Jun 19, 2006 — by LinuxDevices Staff — from the LinuxDevices Archive — views

Foreword — Positioning the intellectual property that goes into embedded systems as “service” rather than “product” distributes risk more evenly between client and vendor, writes embedded services company founder Curt Schacker. The service model fits the “no-cost” nature of software copying, and has been proven successful by free software vendors, Schacker argues in this guest column. Readers are invited to comment using the link at the end of the article. Enjoy . . . !

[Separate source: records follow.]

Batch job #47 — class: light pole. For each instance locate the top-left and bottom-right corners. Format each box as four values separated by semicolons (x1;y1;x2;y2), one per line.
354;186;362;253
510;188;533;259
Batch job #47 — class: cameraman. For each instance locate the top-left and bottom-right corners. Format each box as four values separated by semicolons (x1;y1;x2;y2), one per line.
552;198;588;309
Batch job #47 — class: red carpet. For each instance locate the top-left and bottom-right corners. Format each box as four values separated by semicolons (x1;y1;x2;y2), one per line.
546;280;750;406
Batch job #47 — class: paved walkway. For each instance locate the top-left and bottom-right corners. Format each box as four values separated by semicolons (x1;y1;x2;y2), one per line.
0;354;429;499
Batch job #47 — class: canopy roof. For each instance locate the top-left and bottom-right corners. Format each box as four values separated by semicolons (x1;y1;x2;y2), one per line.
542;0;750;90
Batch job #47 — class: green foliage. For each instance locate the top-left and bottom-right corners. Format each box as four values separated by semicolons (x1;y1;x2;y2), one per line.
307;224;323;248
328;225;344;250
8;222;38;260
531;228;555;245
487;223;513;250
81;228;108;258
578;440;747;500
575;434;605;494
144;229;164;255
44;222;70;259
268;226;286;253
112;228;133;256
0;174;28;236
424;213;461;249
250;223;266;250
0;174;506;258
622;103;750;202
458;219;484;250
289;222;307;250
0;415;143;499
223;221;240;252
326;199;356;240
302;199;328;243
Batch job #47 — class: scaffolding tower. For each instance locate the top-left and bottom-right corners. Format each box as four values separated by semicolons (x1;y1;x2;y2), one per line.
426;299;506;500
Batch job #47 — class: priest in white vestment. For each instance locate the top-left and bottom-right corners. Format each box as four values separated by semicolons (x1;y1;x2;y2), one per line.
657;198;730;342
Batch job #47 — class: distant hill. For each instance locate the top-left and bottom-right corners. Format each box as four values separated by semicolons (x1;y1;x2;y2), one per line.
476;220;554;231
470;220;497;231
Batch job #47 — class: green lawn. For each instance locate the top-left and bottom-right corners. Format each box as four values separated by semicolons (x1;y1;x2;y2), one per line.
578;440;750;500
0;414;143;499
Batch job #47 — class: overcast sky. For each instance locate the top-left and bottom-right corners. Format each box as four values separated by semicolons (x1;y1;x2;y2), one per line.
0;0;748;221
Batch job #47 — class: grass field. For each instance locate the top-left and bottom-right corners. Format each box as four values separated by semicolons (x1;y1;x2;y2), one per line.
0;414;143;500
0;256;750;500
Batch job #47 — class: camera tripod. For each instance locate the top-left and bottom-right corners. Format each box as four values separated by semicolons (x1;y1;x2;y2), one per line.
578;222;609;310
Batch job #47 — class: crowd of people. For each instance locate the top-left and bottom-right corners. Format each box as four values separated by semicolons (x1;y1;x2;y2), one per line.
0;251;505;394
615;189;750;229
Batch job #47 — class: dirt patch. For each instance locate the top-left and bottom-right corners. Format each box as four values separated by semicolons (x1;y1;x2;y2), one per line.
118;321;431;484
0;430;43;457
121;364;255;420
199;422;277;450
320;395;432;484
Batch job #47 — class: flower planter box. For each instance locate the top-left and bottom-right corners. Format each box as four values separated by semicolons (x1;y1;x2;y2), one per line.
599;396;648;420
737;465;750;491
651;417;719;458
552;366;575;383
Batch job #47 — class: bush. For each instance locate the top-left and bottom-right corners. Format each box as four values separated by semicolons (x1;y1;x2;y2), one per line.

Embedded is a Services Industry — Part 2

by Curt Schacker

Last month, I argued in a column here at LinuxDevices.com that much embedded software really constitutes a service rather than a product industry. At the risk of incurring the reader's wrath, I'll take the argument one step further and describe how a service model can serve everyone's interests — vendors and OEMs (original equipment manufacturers) — more effectively than a product model does. I will also illustrate the point with a pretty common example. Before going on, though, one point of clarification: these arguments are directed at software 'intellectual property' that gets embedded into a device, rather than at the software tools that engineers use to develop embedded devices. This wasn't clear in my previous article.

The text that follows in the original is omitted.